The Fort Lyon Canal is the largest irrigation system in the State of Colorado extending over 100 miles and irrigating nearly 100,000 acres of farm land in southeast Colorado.

The Fort Lyon Canal is one of the most senior water rights in the Arkansas River system with decree dates in 1884, and other additional decreed rights from 1887 & 1893.  The Fort Lyon Canal diverts up to  933 cfs of water from the lower Arkansas River.  Through August 18, 2015 Pure Cycle Corporation owned approximately 19,000 shares of the Fort Lyon Canal Company; which represents about 19% of the canal company.

Pure Cycle sold its 14,600 acres of farm land along the Fort Lyon Canal. Pursuant to the terms of the sale Pure Cycle will continue to manage the farms through December 2015. We lease our farm land to approximately 80 tenant farmers in the area under both a cash and crop share leases. Annual farm income from leasing is projected to generate approximately $1,000,000 in 2015. Our farms currently produce the following crops:

The Fort Lyon system is unique in that it has two diversion points on the river.  The “storage canal” diverts from the Arkansas River at a point approximately 6 miles upstream from Rocky Ford and transports large quantities of water (at a rate of up to about 900 cfs) to the two storage reservoirs: Horse Creek Reservoir (with a storage capacity of 28,000 acre feet), and Adobe Creek Reservoir (with a storage capacity of 87,000 acre feet).  The “main canal” diverts from the river approximately 30 miles downstream from the storage canal and supplies water to approximately 100,000 acres of irrigated farm land.

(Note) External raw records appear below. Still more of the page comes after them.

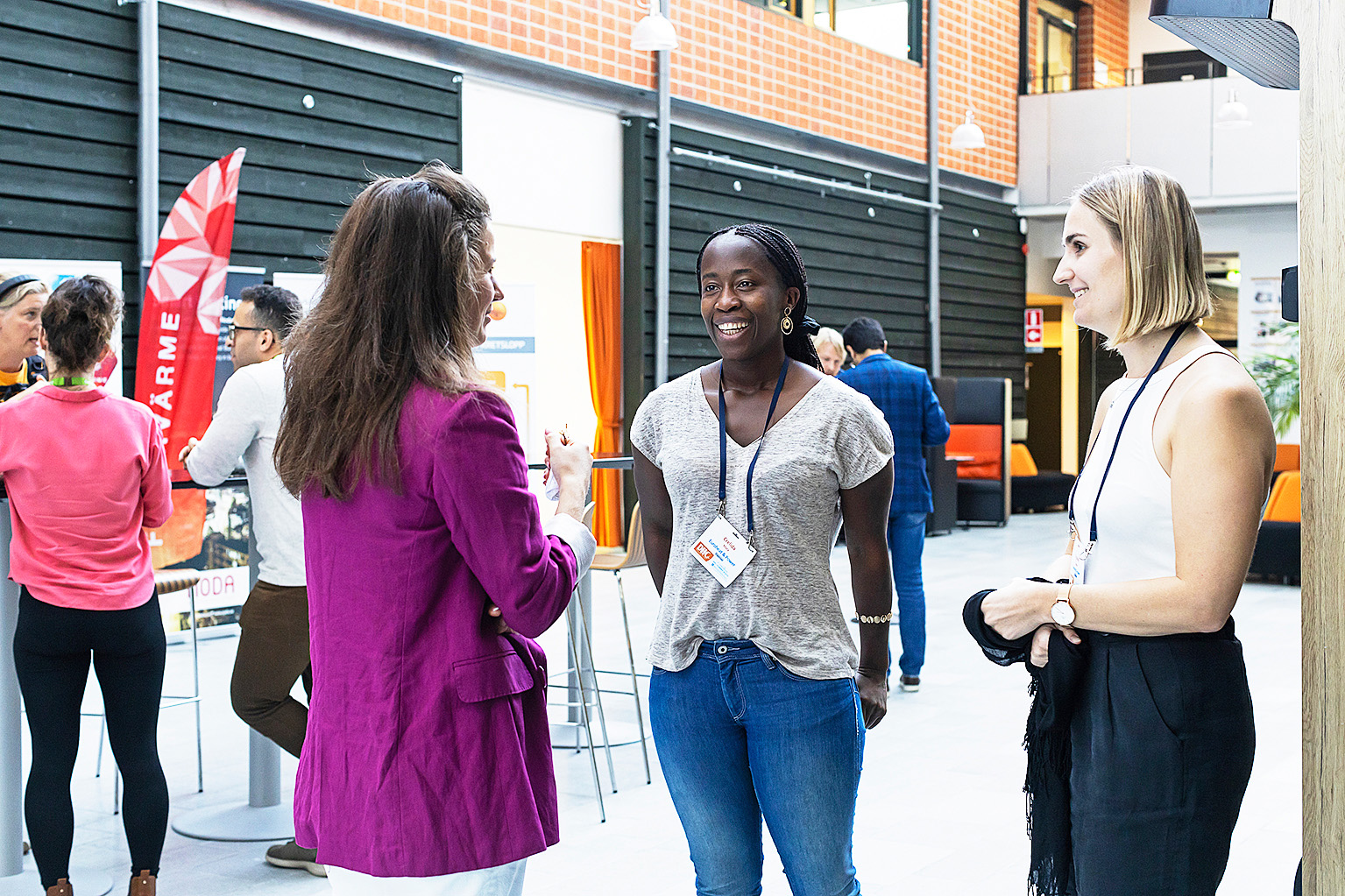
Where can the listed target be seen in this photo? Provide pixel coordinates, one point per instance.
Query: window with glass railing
(1058, 62)
(887, 25)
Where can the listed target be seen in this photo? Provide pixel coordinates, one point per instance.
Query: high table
(14, 878)
(264, 817)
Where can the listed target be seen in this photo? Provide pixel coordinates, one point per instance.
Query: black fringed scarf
(1046, 740)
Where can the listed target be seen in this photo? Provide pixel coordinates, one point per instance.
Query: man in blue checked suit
(905, 397)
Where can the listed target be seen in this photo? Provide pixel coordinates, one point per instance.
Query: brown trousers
(272, 655)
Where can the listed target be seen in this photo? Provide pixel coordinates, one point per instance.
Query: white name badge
(723, 551)
(1079, 560)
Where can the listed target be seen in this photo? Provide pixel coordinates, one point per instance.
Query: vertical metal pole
(263, 752)
(148, 186)
(661, 218)
(11, 735)
(932, 127)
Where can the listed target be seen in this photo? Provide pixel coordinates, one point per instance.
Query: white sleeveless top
(1136, 512)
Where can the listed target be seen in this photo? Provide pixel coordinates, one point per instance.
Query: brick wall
(772, 67)
(1103, 37)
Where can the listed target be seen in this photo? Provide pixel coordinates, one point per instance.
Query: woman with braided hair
(746, 469)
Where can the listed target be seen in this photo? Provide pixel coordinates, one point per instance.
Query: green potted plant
(1277, 376)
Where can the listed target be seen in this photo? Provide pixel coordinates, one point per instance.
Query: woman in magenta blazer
(429, 571)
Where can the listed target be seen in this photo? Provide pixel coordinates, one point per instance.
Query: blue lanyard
(1093, 529)
(724, 446)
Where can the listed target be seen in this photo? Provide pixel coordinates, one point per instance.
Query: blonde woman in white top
(1164, 521)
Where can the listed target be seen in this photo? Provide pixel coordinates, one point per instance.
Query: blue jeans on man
(740, 737)
(905, 541)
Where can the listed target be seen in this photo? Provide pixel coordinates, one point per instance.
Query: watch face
(1063, 614)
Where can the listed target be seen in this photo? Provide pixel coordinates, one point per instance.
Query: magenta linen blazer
(428, 750)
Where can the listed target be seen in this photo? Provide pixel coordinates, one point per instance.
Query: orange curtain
(601, 275)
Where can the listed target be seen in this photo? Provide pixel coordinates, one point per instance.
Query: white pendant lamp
(654, 32)
(1232, 115)
(968, 135)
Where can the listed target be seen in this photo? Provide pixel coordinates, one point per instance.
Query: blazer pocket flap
(492, 677)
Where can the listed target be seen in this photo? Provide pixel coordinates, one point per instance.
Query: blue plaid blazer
(905, 397)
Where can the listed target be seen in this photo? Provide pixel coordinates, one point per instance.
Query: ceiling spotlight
(654, 32)
(1232, 115)
(968, 135)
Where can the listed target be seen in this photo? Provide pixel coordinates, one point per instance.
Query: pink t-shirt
(85, 472)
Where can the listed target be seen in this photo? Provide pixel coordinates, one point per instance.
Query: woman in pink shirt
(85, 472)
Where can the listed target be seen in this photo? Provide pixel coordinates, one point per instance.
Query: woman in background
(22, 298)
(87, 475)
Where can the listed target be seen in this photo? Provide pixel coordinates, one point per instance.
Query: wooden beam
(1321, 268)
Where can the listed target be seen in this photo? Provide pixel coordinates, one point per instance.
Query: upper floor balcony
(1181, 127)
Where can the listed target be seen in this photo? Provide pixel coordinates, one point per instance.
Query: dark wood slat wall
(69, 107)
(859, 263)
(69, 110)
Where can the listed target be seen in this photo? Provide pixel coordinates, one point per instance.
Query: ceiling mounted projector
(1237, 32)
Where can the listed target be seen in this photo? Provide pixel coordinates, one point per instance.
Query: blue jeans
(739, 739)
(905, 541)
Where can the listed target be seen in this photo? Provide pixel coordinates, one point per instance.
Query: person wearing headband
(87, 476)
(22, 365)
(1130, 632)
(746, 469)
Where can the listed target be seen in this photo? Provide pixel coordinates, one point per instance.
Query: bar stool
(168, 582)
(618, 561)
(590, 695)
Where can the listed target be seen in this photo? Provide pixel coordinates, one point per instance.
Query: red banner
(179, 333)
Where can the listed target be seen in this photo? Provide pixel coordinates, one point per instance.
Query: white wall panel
(1169, 130)
(543, 163)
(1262, 158)
(1087, 133)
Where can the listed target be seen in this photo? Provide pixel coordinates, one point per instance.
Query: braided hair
(784, 258)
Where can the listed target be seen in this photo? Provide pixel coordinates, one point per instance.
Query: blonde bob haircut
(1154, 229)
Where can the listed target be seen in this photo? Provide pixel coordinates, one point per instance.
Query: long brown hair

The Fort Lyon Canal, being the largest and last river diversion before John Martin Reservoir and is uniquely positioned to work cooperatively with the other six major canal systems situated between Pueblo Reservoir and John Martin Reservoir to develop alternate agricultural transfer projects.  By not requiring exchanges of water up the river, water quality and quantity protection to existing water users is maintained.  Cooperative alternate transfer projects, such as rotational fallowing, can provide additional income opportunities for agricultural water owners as well as new water supplies for municipal industrial uses and can benefit both Arkansas Valley and front range interests.